LAWS(HPH)-1993-6-6

SURESH CHAND Vs. HINDU MAL

Decided On June 23, 1993
SURESH CHAND Appellant
V/S
HINDU MAL Respondents

JUDGEMENT

(1.) Admittedly, the appellant/plaintiff and pro forma respondents/defendants are owners in possession of the land comprised in Khasra No. 1232 situated in Mauza Arhal, Tehsil Rohru, District Shimla, which was purchased on their name by their father 23 years before the filing of the suit, out of which the present appeal has arisen. The suit was filed by the appellant/plaintiff against late Shri Chiba and respondent/defendant No. 2 for permanent prohibitory injunction restraining them from obstructing or hindering the path described in the plaint claiming that he along with pro forma respondents/defendants has been using it as of right since they had purchased their land but on 30/04/1981 the path was obstructed by respondents/defendants by pelting stones on them. During the pendency of the appeal in this Court Shri Chiba has died and his legal representatives have been brought on record as respondents/defendants 1(a), 1(c) to 1(f). The path in dispute, as stated in the plaint, runs through the land comprised in Khasra Nos. 618/127, 126 and 510/293/127 situated in Chak Gangtoli belonging to the respondents/defendants.

(2.) The respondents/defendants had resisted the suit and denied that there existed any path which the appellant/plaintiff and pro forma respondents/defendants had been using, as alleged by them. According to them, on 30/04/1981, the appellant/plaintiff and pro forma respondents/defendants wanted to lead a new path through their land, to which they objected. The matter was also reported to the police and on spot inspection it was found that there was no path from their land.

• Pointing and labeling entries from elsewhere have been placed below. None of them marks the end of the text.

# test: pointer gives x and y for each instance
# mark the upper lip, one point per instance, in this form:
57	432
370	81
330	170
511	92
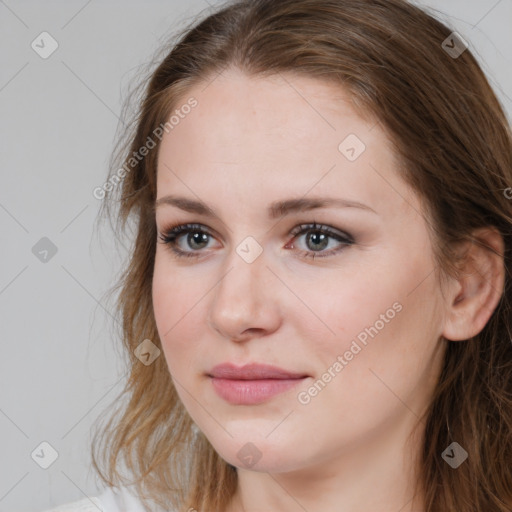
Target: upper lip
252	371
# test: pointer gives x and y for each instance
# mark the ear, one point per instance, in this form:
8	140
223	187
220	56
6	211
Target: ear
478	289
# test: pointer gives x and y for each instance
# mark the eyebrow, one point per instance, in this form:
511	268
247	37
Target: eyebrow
275	210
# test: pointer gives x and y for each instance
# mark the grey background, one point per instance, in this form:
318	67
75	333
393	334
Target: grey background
59	367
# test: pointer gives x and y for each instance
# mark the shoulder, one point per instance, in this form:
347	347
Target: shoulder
110	500
85	505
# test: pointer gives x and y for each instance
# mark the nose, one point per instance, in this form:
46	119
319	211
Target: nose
245	301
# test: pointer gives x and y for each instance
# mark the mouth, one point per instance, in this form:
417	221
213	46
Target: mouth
252	383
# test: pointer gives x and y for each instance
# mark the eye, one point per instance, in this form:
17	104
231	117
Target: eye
197	238
317	238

(3.) The trial Court rejected the defence of the respondents/defendants and decreed the suit holding that there exists the path in dispute which the appellant/plaintiff and pro forma defendants/respondents had been using for the last many years. It was also found by the trial Court that the respondents/defendants had been interfering with the right of the appellant/plaintiff and pro forma respondents/defendants by obstructing the path in dispute. The Additional District Judge set aside the findings of the trial Court on the grounds, inter alia, that neither there are pleadings nor proof that the appellant/plaintiff had acquired easementary rights by prescription over the path in dispute. According to him, simple use of the path in. dispute for the last 23 years without any objection by the respondents/defendants does not establish that the path in dispute has been used as of right. On the scrutiny of oral and documentary evidence produced on record, the Additional District Judge has come to the conclusion that it is not proved by the appellant/plaintiff that he or his predecessor had been using the path in dispute without interruption for more than 20 years ending within two years next before the institution of the suit. He has rejected oral evidence produced by the appellant/plaintiff on the ground that the witnesses produced by the appellant/plaintiff are either chance witnesses or interested witnesses.